Necessidade se transforma em negócio
Denise Godinho observa crescimento anual entre 30% e 50% - Lucas Viggiani/Divulgação

Quando ainda não se falava em doença celíaca, intolerância a lactose ou dietas restritivas, a economista Denise Godinho, de Montes Claros (Norte de Minas), se viu obrigada a debruçar-se sobre o tema procurando, muitas vezes, estudos internacionais sobre o assunto, já que o debate no Brasil ainda era escasso. Há 27 anos ela descobriu que o seu filho João, então com dois anos, tinha um grau elevado de restrição a glúten que o fazia reagir até mesmo à “poeira” da farinha de trigo no ar. Ela passou a desenvolver em casa receitas sem a substância que culminaram, mais de duas décadas depois, na criação da marca Sabor Sem Glúten, hoje, encontrada em supermercados de todo o Brasil.

Oficializada em 2016, a empresa tomou forma pressionada pela demanda por parte tanto de consumidores que sofrem com a doença como de pessoas que buscam por um estilo de vida mais saudável. Só no primeiro ano, Denise notou um crescimento de 50% nesta procura, o que propulsou a ampliação de toda estrutura, corpo de funcionários e produção em aproximadamente 80% desde então. Consequentemente, ela registra um faturamento que cresce de 30% a 50% ao ano.

“Imagina naquela época, na década de 90, morando no interior. Não existia nada sobre alergia a glúten, nem produtos prontos, nem literatura, as pessoas nem sabiam o que era glúten. Precisei correr atrás da alimentação do meu filho porque ele não tinha o que comer. Passei a estudar sobre o assunto e testar várias receitas em casa. Veio a fase da escola e eu tinha que me preocupar com tudo o que ele comia, então fui desenvolvendo equivalentes sem glúten do biscoito recheado, salgadinhos, docinhos. Eu passava o dia testando receitas com vários tipos de farinha, como amido de milho”, lembra.
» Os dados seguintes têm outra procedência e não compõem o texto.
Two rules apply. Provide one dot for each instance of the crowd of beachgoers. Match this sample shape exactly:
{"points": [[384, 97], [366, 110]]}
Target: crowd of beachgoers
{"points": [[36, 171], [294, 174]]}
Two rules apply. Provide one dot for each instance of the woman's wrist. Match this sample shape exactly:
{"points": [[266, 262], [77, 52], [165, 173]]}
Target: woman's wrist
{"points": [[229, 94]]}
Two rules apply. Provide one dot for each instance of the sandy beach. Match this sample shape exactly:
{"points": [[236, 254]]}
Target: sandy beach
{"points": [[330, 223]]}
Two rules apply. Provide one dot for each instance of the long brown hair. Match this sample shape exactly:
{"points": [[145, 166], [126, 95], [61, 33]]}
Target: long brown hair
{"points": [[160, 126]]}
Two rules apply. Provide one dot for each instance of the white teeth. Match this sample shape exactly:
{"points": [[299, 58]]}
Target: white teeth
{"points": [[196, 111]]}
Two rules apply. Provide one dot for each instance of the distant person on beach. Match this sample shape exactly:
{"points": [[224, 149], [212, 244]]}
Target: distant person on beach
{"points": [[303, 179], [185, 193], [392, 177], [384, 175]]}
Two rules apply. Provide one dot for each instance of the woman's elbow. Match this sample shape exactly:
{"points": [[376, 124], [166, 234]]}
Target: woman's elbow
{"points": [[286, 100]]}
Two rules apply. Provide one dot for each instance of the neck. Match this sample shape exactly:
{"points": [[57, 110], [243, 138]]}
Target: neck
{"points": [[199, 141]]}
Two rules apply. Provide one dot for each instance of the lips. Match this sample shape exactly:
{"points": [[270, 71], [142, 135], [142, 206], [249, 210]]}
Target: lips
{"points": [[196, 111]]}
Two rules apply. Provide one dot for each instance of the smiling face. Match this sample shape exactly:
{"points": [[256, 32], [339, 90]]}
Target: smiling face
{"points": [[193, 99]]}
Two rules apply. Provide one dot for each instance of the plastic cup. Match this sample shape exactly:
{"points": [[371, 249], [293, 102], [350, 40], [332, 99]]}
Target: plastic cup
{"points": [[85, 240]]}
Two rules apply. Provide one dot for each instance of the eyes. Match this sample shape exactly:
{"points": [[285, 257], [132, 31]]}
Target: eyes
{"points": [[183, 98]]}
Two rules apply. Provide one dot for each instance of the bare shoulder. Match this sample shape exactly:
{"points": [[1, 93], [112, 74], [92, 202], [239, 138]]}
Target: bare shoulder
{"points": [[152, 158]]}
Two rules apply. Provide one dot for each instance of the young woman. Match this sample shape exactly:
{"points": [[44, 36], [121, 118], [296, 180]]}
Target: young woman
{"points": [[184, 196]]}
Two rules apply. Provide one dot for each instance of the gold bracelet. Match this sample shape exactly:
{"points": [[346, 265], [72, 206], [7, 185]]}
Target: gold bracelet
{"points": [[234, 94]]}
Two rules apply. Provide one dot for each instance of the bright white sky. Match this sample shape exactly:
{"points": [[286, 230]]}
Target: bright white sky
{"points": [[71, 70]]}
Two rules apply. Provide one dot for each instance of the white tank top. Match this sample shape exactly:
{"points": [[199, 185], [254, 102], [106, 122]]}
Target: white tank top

E aí começaram a surgir os primeiros desafios para se chegar às fórmulas ideais que hoje estão nas prateleiras dos supermercados sob o selo Sabor Sem Glúten. Como é a substância que dá liga à receita, unindo a farinha, o óleo e a água, era necessário desenvolver uma mistura que cumprisse este papel. Foi aberta então a temporada de experimentações com as farinhas integrais e fibras naturais, como a linhaça, que quando é hidratada, adquire a consistência de gel. Cada mistura ficava melhor em um determinado tipo de receita, como bolos, pães, empadas e, assim, Denise ia anotando todos os resultados.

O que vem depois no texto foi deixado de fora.